When using Airbyte to sync CDC records from Microsoft SQL Server, we are facing an issue with duplicated records. The problem is that the _airbyte_emitted_at field is the same, but the contents of the records differ. This is very problematic as there is no way for us to know which of the records is the most recent when doing the dense rank for the subsequent layers of the data lake.
The two images represent the same four highlighted records. The _airbyte_ab_id for each one is different, but the _airbyte_emitted_at field is exactly the same, and other fields such as dt_fim_transacao_preset also differ (with one being null). This is happening on a multitude of different tables, and directly impacts our operation, as there is no reliable way of knowing which of the records is the most recent one that accurately represents the source.
Can you guys help shed some light on this?
We’ve been trying to use Airbyte as our main CDC solution, but the problems so far have been myriad. I really do like the product, it’s simple to use, the open source nature is something we value a lot at our company, with active development and what seems to be an incredibly talented team, but trying to reach out for help sometimes with issues like this can be very frustrating.

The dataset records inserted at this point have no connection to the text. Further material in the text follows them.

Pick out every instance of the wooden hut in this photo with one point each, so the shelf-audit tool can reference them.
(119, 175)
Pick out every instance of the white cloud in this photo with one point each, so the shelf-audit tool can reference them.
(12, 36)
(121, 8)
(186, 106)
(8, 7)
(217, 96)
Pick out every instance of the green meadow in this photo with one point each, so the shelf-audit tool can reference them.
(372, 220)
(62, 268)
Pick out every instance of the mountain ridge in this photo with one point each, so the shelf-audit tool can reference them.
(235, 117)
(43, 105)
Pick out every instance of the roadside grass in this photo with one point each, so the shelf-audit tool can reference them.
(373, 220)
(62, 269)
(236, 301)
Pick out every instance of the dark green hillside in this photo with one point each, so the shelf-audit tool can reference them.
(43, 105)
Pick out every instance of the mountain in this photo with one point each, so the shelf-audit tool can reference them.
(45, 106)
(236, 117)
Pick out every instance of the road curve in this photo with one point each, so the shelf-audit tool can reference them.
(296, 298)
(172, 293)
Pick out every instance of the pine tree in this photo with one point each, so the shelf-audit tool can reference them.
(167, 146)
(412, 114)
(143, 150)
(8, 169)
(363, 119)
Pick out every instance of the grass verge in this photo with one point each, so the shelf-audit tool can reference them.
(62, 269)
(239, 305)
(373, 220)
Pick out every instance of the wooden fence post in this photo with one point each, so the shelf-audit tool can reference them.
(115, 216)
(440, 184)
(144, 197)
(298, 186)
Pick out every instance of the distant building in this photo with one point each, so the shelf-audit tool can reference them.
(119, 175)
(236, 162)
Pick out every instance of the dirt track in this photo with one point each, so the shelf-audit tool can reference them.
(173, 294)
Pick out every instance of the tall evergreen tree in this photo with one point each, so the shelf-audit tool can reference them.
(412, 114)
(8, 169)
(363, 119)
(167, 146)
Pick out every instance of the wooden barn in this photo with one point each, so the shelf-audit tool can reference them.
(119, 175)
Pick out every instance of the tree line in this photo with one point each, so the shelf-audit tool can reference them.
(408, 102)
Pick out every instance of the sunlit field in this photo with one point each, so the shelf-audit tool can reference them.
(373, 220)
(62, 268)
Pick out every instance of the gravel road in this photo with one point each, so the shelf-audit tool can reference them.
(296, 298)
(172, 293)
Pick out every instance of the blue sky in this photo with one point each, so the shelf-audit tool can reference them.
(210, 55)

Hey, @Matheus_Pinheiro! I’m glad to hear you like the product and sorry to hear about the frustrating problems - I am part of the community assistance team that helps the community figure things like this out and we are currently understaffed. I’ll try my best to help out here though!
In cases like this it’s always best to start with the basics:
Upgrade the Airbyte instance to the latest version, you’re a few versions behind. You’re right - there’s a lot of development going on and simply updating sometimes fixes bugs.
However, as can be seen, the __$operation is different for each one. Consulting the Microsoft documentation, it seems like the __$operation=3 rows refer to the data pre-update, while the __$operation=4 rows refer to the data post-update, meaning only __$operation=4 rows are relevant to us.
Also, there seems to be no other fields on the generated Airbyte files that are uploaded to Google Cloud Storage besides _airbyte_ab_id, and _airbyte_emitted_at. This is very strange as the Airbyte documentation for SQL Server CDC states that INSERT , UPDATE and DELETE operations are caught and ingested. How are those identified without an operation field in the output file?
How can I make it so that Airbyte ignores the __$operation=3 events? Or at least, how can I identify the operation so that I can filter these on my ingested csv and avro files?
Can anyone help shed some light on this? Just knowing how airbyte differentiates between CDC operations like updates and deletes would already be very helpful.